Business logic are workflows that are an important part of integration. It’s where any business processing happens and is made up of events, triggers, rules and more. It’s what allows all the real time or batched communication and automation of the front-end website with data and logic from the CRM or other back-office applications. This is what extracts and exposes all the value of your website or marketplace project.
DigiGround’s CRM is all About Business Logic and Endpoints
On projects we see many workflows are non-complex, such as checking a product’s in-stock inventory count to something much, much more complex. Common endpoint categories are:
Mobile application integration
Once a decision has been made to create and develop a native (iOS/Android) or web-based application for your mobile device, the next challenge is how you integrate this application into your back-end application, such as your CRM.
The challenges we face as mobile app developers has fundamentally changed in the way we create web applications. Previously, HTML would be requested from the server and rendered in ‘browsers’ at client side. The latest ‘mobile app’ paradigm involves the delivery of dynamic content using HTTP and AJAX, with each communication taking to this latest ‘mobile delivery channel’, while all the time minimising changes to your back-end infrastructure.
DigiGround works with customers to rapidly expose their traditional business models to entirely devices and demographics. We have multiple approaches by providing a simple mechanism or mediation layer, between existing SOAP/XML based web services and REST/JSON applications OR applications from multiple back-end services, both REST and non-REST services, without the need to expose internal object models to any external consumers.
Example workflows might include:
Login authentication – when a user logs into a store, we connect them to the integrated CRM, look up the user, see which account they belong to. We understand if the account status is on hold. What are the users’ permissions – e.g. are they allowed to purchase on account? What pricing table is relevant to this user? Which products should be made visible to this specific user?
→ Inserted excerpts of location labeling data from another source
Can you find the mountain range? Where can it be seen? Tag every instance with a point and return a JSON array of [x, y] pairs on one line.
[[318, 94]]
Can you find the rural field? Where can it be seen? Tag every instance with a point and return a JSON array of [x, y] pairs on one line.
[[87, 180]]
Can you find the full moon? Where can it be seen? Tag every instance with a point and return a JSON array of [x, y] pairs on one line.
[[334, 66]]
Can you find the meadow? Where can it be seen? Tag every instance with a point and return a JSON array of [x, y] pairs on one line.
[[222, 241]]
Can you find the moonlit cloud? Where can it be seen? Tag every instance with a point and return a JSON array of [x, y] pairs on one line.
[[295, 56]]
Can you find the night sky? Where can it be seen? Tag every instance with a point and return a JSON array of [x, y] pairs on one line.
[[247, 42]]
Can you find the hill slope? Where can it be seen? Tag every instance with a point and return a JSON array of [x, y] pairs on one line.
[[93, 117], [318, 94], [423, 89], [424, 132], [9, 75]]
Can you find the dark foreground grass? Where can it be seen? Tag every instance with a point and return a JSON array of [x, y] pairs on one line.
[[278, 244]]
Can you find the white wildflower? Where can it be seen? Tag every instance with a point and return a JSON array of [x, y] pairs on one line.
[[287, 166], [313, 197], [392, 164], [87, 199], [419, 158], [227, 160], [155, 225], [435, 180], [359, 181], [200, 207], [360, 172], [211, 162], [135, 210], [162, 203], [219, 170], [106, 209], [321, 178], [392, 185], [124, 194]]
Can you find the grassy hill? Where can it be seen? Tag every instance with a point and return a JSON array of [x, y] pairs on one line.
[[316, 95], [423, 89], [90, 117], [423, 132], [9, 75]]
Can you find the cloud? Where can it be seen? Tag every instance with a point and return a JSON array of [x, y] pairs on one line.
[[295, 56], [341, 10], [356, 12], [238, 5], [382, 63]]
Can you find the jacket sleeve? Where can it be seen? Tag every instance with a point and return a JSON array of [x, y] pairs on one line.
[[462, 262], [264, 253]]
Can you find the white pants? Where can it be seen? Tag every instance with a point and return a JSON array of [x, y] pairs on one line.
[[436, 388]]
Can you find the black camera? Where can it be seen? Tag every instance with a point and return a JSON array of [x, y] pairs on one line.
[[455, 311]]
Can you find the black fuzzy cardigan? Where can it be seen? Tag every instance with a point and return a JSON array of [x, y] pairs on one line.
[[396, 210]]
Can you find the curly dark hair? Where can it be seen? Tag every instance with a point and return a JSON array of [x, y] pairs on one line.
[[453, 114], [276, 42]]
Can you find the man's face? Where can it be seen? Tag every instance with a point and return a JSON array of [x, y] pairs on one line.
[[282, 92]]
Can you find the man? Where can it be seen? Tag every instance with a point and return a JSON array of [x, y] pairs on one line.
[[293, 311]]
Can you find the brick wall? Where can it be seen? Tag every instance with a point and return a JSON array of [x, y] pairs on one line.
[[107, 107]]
Viewing a product – when a user clicks on product category, go to CRM in real-time and check to validate the user pricing (linked to an account), check inventory including quantity and whether the product could be back ordered.
Displaying multiple stock quantities – if you stock products in multiple places, provide users with ability to know quantity at every location? Pull information from your CRM, and display that on the app or website, allowing users to order from the closest location with available stock.
Integrated systems provide a single source of truth (SSOT)
CRM integration, data integration and a single source of customer truth are how businesses stay ahead of their competition. DigiGround increasingly help organise customers CRM system as their SSOT to support customer-focused strategies which connect to mobile apps.